Challee was caught off balance. He stared at Maryk. “You admit to a disloyal act in your first days as executive officer?”
“Yes.”
“Very interesting. Why did you commit a disloyal act?”
“I have no excuse. I didn’t do that kind of thing again.”
“But you admit starting your term as exec as you finished it, with disloyalty?”
“I don’t admit to finishing disloyally.”
“Did you hear sarcastic and insulting remarks passed by the other officers about your captain?”
“I did.”
“How did you punish them?”
“I didn’t punish them. I repeatedly warned them against the practice and I didn’t allow it in my presence.”
“But you didn’t punish this outright insubordination? Why didn’t you?”

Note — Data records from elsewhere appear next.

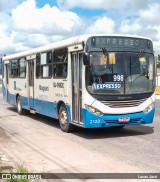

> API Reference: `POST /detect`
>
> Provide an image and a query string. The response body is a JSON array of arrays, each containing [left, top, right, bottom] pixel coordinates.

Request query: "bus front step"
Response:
[[30, 109, 36, 114]]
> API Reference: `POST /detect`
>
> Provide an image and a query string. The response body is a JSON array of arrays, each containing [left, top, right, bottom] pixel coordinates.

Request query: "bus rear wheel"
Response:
[[59, 104, 73, 133], [17, 96, 24, 115]]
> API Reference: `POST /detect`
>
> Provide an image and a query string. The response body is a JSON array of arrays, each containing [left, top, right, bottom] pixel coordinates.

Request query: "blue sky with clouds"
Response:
[[0, 0, 160, 54]]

“There are limits to what you can do in a situation.”
Challee clawed over Maryk’s story of the typhoon, catching him in minor inconsistencies and memory lapses. But the exec, with dull stolidness, admitted to mistakes and inconsistencies, and stuck to his story. Then the judge advocate switched to Maryk’s background, and brought out that his grades had been lower than average in high school and college, and that he had had no training in psychiatry or any other science.
“Then where did you get all these highfalutin ideas about paranoia?”
“Out of books.”
“What books? Name the titles.”
“Medical-type books about mental illness.”
“Was that your intellectual hobby-reading about psychiatry?”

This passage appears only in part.